I didn't read the byline (need to get in the habit! credit writers!) so I didn't notice this was authored by someone who's writing I liked so much two weeks ago, on Fifty Shades. Nice surprise!

ACAB

All Cops Are Bastards.

Obviously, not all cops, in every absolutely way, literally literally. But the rot is prevalent and institutional enough you should operate as such. They lie, imprison, kill, and abuse; they do so with impunity and receive no punishments.

Buzzfeed News, crediting Kendall Taggart and Mike Hayes, spent hundreds of hours reporting and verifying a trove of leaked documents on abusive police members who were allowed to stay on the force. Any settlements paid to victims of these officers come out of our taxes.

Here's a starter pack on why cops need reform or abolition:

Their union(s) and leadership doesn't speak out substantially against any of this, and demand you worship them as heroes. While I recognize every population has bad actors, normally there is recourse if a party wrecks lives. I don't have a choice but to have my taxes support them, so I'll do everything else to point out that they're an institution built on punching the weak.

Banality of Evil

The Washington Post published this softly brutal story by Robert Samuels "His American Dream died. His town got over it.", detailing how a model citizen got deported and his community milked the attention, then looked the other way.

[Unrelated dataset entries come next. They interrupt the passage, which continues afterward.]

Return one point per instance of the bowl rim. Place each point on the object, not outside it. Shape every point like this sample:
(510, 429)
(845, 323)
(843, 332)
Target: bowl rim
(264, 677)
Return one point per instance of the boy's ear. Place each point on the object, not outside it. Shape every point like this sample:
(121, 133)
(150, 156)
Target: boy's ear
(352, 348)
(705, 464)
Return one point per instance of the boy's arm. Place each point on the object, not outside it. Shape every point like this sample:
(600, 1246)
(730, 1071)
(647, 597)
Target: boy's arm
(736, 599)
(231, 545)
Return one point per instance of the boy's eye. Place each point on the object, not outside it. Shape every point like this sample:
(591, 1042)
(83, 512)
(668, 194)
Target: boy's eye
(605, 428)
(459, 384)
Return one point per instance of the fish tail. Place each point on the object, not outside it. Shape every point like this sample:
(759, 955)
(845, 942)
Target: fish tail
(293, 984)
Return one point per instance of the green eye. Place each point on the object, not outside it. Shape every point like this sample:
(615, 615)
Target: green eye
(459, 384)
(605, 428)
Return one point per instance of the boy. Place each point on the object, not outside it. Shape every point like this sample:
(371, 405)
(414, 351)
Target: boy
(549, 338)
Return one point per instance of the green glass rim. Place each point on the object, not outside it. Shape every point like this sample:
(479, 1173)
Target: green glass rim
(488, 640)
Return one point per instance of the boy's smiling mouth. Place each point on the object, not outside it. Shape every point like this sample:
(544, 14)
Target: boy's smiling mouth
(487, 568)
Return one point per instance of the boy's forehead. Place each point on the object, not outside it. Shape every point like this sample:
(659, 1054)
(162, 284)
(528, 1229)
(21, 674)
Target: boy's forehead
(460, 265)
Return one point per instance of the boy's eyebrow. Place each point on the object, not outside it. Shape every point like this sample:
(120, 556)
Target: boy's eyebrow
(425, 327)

I think White people with Trump voters in their families should cut them off. No more family holidays. No more time with the kids. Block on social networks. It seems harsh, but there should be consequences for supporting enabling evil. If there's no consequence for shitty choices, they'll keep making them.

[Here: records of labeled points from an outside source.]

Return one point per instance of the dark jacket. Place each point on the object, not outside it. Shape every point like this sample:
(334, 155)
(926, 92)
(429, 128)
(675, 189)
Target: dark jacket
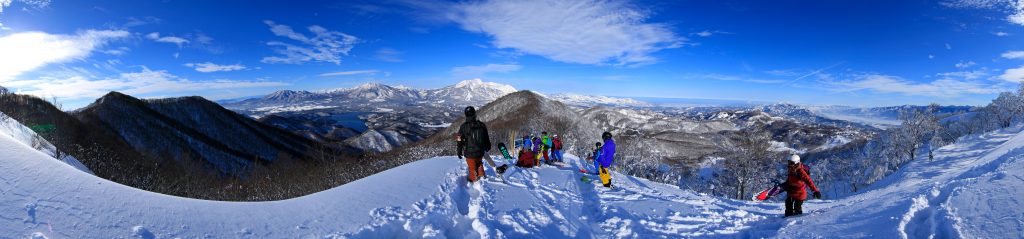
(607, 153)
(474, 140)
(797, 183)
(526, 159)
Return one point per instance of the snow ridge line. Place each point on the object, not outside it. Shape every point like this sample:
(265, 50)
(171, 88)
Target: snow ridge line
(930, 216)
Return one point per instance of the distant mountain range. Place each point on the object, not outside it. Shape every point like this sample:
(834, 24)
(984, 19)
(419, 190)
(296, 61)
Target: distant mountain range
(370, 96)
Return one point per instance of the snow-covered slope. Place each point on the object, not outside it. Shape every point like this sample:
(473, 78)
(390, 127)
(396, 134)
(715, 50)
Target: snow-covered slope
(971, 190)
(25, 135)
(427, 198)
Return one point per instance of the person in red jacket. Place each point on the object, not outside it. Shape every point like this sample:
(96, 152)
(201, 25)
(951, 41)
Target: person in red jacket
(526, 158)
(796, 182)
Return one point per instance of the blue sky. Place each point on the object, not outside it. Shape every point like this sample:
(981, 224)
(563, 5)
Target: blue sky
(827, 52)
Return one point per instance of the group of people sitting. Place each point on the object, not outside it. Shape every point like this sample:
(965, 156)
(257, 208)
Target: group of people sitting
(532, 149)
(473, 143)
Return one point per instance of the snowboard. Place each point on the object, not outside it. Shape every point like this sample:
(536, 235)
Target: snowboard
(768, 193)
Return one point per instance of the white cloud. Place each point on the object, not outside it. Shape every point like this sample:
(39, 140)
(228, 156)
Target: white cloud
(326, 45)
(4, 3)
(593, 32)
(33, 3)
(1014, 7)
(963, 64)
(167, 39)
(1014, 54)
(211, 67)
(133, 22)
(1014, 75)
(945, 87)
(136, 83)
(708, 33)
(482, 70)
(117, 51)
(29, 50)
(388, 54)
(733, 78)
(968, 75)
(350, 73)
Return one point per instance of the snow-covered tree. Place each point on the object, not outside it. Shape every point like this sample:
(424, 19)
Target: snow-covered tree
(749, 164)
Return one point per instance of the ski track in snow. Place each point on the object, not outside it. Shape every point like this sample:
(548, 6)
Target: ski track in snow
(971, 190)
(552, 202)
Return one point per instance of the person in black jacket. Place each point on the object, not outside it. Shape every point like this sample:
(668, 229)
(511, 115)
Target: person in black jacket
(473, 144)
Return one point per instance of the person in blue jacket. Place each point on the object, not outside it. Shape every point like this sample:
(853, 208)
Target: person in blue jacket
(606, 157)
(595, 156)
(527, 143)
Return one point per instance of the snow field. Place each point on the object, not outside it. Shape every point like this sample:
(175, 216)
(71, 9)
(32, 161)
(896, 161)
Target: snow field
(971, 190)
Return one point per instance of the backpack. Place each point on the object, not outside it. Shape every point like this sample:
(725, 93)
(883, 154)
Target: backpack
(806, 168)
(475, 136)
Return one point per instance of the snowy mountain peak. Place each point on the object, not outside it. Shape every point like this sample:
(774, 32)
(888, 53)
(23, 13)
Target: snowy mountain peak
(371, 85)
(589, 101)
(480, 84)
(287, 94)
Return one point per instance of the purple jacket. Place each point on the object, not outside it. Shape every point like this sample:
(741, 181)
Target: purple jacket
(607, 153)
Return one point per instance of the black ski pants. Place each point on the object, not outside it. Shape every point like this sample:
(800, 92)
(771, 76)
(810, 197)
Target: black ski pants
(794, 206)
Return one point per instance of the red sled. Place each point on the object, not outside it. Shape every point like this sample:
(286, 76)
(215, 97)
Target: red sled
(768, 193)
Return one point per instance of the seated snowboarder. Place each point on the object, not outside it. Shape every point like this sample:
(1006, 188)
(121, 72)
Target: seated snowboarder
(473, 143)
(526, 159)
(596, 155)
(796, 182)
(537, 148)
(504, 150)
(605, 159)
(546, 147)
(556, 148)
(527, 143)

These people voted for someone who made very clear that he intends to make life hell for non-White people in this country, and he has. If it's hard to cut them off, I'm sorry: I wish that was all I was worried about. I'm worried about internment camps. I'm worried about black sites (hey, did you hear about our new CIA director? Or the prisons by the guy who got pardoned?).

Trump people will cut me and my family out of your life and feel no lasting remorse. It won't stop with Latinx people. Nobody can do everything, but we can all do something. As long as they have voting power, make them think twice before they use it to threaten livelihoods again. Do you ever wonder what you'd do in a Civil Rights movement? Congrats, you're in one.